Windows 2003 Cluster :  MPIO Issues

I came across an odd issue not that long ago, with an Exchange 2007 SP1 CCR cluster running on Windows Server 2003 R2 SP2 x64.Hardware specifications for this issue were as follows:

  • The hardware was HP C-Class BL680c Blades in a C7000 chassis.
  • Network connectivity for the chassis was handled by dual HP Virtual Connect (VC) modules
  • Fibre connectivity supplied by HP VC 4G/B Fibre Modules using NPIV.
  • Approx 25 EVA 3000 disks were presented to each node, the HP EVA DSM was installed on the cluster nodes.

Symptoms

The following events would be reported in the event log:

  • Event ID 129  : ql2300 Warning “Reset to device, \Device\RaidPort0, was issued
  • Event ID 11    : ql2300 Error “The driver detected a controller error on \Device\RaidPort0.”

  

With no patter, or discernable cause the cluster would either:

  • Fail-over to the passive node.
  • The cluster service on the passive node woud stop, along with all Exchnage resources

This would happen several times a week.

The following events would be logged in the event log:

  • Event ID 1118  : clusNet Error “Cluster service was terminated as requested by Node 1.”
  • Event ID 1026 : hpevadsm Error “The Driver has detected a path failur/removal to LUN ID

  

Fainlly, MPIO errors were logged in the event log and disk paths would be missing:

  • Event ID 17 : mpio Warning \Device\MPIODisk1 is currently in a degraded state.
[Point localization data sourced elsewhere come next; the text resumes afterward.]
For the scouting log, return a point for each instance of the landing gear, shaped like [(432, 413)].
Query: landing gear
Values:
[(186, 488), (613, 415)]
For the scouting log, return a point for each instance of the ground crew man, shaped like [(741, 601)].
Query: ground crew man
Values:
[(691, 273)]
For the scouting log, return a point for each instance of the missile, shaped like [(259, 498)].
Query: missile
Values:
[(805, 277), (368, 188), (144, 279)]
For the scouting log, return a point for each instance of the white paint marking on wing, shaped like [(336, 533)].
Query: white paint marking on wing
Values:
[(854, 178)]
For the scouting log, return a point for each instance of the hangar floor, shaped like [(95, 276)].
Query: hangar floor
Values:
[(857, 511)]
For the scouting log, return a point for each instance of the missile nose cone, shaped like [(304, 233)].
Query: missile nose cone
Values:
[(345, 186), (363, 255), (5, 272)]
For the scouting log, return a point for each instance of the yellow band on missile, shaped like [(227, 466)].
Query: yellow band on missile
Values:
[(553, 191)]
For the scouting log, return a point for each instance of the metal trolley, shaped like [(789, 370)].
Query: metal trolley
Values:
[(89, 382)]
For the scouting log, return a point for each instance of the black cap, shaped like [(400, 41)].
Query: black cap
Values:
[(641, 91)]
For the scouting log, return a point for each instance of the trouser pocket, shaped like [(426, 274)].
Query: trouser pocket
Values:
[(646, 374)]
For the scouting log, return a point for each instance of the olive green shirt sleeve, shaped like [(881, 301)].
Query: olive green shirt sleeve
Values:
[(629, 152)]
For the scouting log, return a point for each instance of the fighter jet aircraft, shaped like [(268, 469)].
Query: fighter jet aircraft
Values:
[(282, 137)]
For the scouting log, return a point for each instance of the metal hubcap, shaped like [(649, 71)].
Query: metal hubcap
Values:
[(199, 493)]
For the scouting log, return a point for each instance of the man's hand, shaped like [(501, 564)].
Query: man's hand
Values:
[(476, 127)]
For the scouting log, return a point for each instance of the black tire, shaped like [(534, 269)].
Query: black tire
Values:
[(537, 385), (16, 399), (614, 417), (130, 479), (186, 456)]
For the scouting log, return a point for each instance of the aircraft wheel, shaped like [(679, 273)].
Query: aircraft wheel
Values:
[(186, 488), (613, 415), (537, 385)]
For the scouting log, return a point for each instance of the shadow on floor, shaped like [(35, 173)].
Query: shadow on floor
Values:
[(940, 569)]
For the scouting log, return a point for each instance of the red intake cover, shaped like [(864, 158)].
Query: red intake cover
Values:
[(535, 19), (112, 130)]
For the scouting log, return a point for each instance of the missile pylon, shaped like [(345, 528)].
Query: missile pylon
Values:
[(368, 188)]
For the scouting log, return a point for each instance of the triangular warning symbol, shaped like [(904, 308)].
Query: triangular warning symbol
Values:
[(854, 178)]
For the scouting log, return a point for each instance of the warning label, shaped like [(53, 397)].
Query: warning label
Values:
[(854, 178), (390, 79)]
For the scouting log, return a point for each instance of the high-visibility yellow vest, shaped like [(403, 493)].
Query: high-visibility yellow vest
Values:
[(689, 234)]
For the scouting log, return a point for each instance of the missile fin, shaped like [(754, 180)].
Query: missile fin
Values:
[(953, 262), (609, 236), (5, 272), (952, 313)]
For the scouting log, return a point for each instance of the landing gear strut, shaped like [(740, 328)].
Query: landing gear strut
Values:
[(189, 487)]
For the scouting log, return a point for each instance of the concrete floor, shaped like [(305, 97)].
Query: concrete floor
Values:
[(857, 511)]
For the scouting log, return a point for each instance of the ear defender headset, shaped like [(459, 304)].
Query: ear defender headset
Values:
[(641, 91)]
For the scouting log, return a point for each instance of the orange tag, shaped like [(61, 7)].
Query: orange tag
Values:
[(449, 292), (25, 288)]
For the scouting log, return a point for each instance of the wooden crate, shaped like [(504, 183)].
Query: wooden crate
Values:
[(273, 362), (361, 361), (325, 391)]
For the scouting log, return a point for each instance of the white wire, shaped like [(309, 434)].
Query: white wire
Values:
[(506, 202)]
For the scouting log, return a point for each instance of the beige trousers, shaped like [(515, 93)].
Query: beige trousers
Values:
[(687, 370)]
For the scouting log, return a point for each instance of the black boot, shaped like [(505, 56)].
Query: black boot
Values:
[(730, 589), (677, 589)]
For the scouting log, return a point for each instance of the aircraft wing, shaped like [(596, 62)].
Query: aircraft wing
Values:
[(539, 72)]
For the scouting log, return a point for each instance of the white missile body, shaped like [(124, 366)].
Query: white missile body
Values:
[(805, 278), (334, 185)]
Once or more paths have failed, thoughthe process is now complete.
  • Event ID 16 :mpio Warning “A fail-over on\Device\MPIODisk24 occurred”

  

These errors would be rported for multiple EVA disks at a time.

Cause

This is caused by thethe HP VC module firmware versions (both the Ethernet and F/C modules require updating – however this entails several more updates!)

Solution

  1. Update all of the individual server firmware in the chassi using the HP Firmware Maint. CD 
  2. Update the HP Onboard Administrator
  3. Update th HP Virtual Connect Modules

 Since following this ‘action plan’ from HP the issue wasresolved – no re-occurance in 7 weeks.